Iran's supporters shout during the FIVB Men's Volleyball World Championship first round match between Iran and Italy in Milan September 27, 2010. 

© 2010 Reuters

Women’s rights are severely restricted in Iran, to the point where women are even forbidden from watching men’s sports in stadiums. That ban includes Iran’s national obsession – volleyball.

Human Rights Watch is launching a new campaign, #Watch4Women, to support Iranian women fighting this ugly discrimination. What we’re asking is simple: that the International Volleyball Federation, known as the FIVB, uphold its own rules and agree not to allow Iran to host future tournaments – unless it allows Iranian women to attend. 

The ban on women in sports stadiums is emblematic of the repression of women across the country. Women confront serious discrimination on issues such as marriage, divorce, and child custody. Women have been sent to jail for publicly speaking out in favor of equal rights for women. Because the government wants Iran’s population to grow, it’s even moving to ban voluntary medical procedures women can undergo to avoid becoming pregnant. And that’s just the beginning.

It’s not just women who are repressed in Iran. Anyone who openly criticizes the government risks being thrown in jail. The government also discriminates against ethnic communities like the Kurds and Balochs, as well as people belonging to the Baha’i faith.

How else are women’s rights restricted in Iran?

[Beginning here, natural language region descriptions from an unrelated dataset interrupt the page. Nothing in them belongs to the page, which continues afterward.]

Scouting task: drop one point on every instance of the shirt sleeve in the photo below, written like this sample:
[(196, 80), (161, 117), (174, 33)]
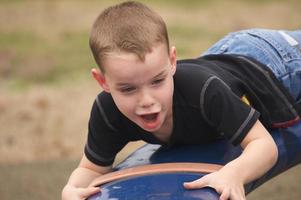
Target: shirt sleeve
[(104, 141), (225, 111)]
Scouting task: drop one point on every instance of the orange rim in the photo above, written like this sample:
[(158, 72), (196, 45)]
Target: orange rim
[(156, 169)]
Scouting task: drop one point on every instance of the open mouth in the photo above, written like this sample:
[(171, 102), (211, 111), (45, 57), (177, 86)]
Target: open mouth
[(150, 117)]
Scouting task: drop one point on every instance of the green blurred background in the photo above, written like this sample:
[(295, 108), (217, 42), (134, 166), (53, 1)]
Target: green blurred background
[(46, 90)]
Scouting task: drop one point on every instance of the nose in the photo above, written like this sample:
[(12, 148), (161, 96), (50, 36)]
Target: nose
[(146, 99)]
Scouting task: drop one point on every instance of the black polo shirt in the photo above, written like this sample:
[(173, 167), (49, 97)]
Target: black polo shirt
[(206, 106)]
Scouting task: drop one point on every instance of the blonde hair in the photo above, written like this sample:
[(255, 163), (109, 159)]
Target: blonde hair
[(127, 27)]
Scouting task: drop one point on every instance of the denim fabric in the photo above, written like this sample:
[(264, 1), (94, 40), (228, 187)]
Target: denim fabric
[(279, 50)]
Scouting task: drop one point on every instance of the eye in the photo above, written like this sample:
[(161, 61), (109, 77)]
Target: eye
[(158, 81), (127, 89)]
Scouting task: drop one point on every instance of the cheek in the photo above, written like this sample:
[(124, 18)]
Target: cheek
[(166, 93), (124, 104)]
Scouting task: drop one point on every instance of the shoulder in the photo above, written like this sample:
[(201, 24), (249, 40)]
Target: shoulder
[(190, 79)]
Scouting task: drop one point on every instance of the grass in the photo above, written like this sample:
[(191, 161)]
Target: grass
[(45, 43)]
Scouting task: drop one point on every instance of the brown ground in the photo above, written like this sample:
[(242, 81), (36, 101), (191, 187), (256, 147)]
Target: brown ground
[(43, 127)]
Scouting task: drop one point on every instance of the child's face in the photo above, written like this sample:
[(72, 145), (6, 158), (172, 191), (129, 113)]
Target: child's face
[(142, 91)]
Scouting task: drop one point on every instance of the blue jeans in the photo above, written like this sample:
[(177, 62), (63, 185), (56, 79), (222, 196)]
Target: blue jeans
[(278, 50)]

Iran holds regular elections, and its president, Hassan Rouhani, says he wants reforms, as do many Iranians. But much of the country’s power lies with Ayatollah Ali Khamenei, Iran’s supreme leader. Khamenei’s office oversees Iran’s military, judicial courts, and the media. A conservative newspaper that has often supported the Ayatollah described the notion of "gender equality" as "unacceptable to the Islamic Republic." 

You see this played out across women’s lives. Women in Iran are forced to wear the hijab, the headscarf worn by some Muslim women, in public. This even applies to young schoolgirls, who are required to wear the head covering to attend elementary school.

Moreover, married women can’t even leave the country without their husband’s permission. In fact, in September the captain of Iran’s female football (soccer) team, Niloufar Ardalan, couldn’t play in an international tournament in Malaysia because her husband forbade her from traveling.

Women attend Friday prayers in Tehran February 4, 2011

© 2011 Reuters

Iran does allow women to play sports, like football and volleyball. But none of these women are allowed to do something as simple as watch men play volleyball, even if their brothers, sons, or husbands are playing. In fact, Ghoncheh Ghavami, 25, a dual Iranian-British national, was arrested when she tried to attend a volleyball game in Tehran.  Police are often posted around stadiums, in part to keep women out.

Convincing Iran to allow women to watch sports would be an important initial step toward ensuring that women – and others – enjoy the freedom they’re entitled to.

Iran isn’t the only country that discriminates against women when it comes to sports. Saudi Arabia doesn’t even let girls in state-funded schools take gym class, and the country stops Saudi women from watching men play football in stadiums. For those pushing for change in the Middle East region, there is much work to be done to improve the lives of women.

What other human rights abuses happen in Iran?

Jason Rezaian, an Iranian-American correspondent for the Washington Post, smiles as he attends a presidential campaign of President Hassan Rouhani on April 11, 2013 in Tehran, Iran.

© 2013 Associated Press

Across the board, Iran’s human rights situation is dire. It’s hard to say what tops the list of abuses, but there are severe restrictions on free speech in Iran. Iran is one of the world’s biggest jailers of journalists, bloggers and social media activists, says Reporters Without Borders. It’s the kind of place where even a Facebook post could land someone in jail. Iran has unfairly imprisoned the Washington Post correspondent, Jason Rezaian, who is still behind bars. In Iran, people go to jail for “insulting” the supreme leader, president, or other government officials – something that should never be a crime.

In May, 2014, police arrested four young men and three women who created a video of themselves dancing together to Pharrell Williams’ hit song, “Happy,” which went viral on YouTube. The charges against them included engaging in “illicit relations.”

How does the Iran nuclear deal play into human rights?

You may have heard in the news that over the summer, Iran signed a nuclear deal with other world powers. This means that Iran has agreed to limit its nuclear program in exchange for other countries lifting sanctions, which limit Iran’s trade and hurt its economy.

Now that the nuclear deal is done, Human Rights Watch believes the rest of the world should pressure Iran to reform and treat all of its citizens with dignity.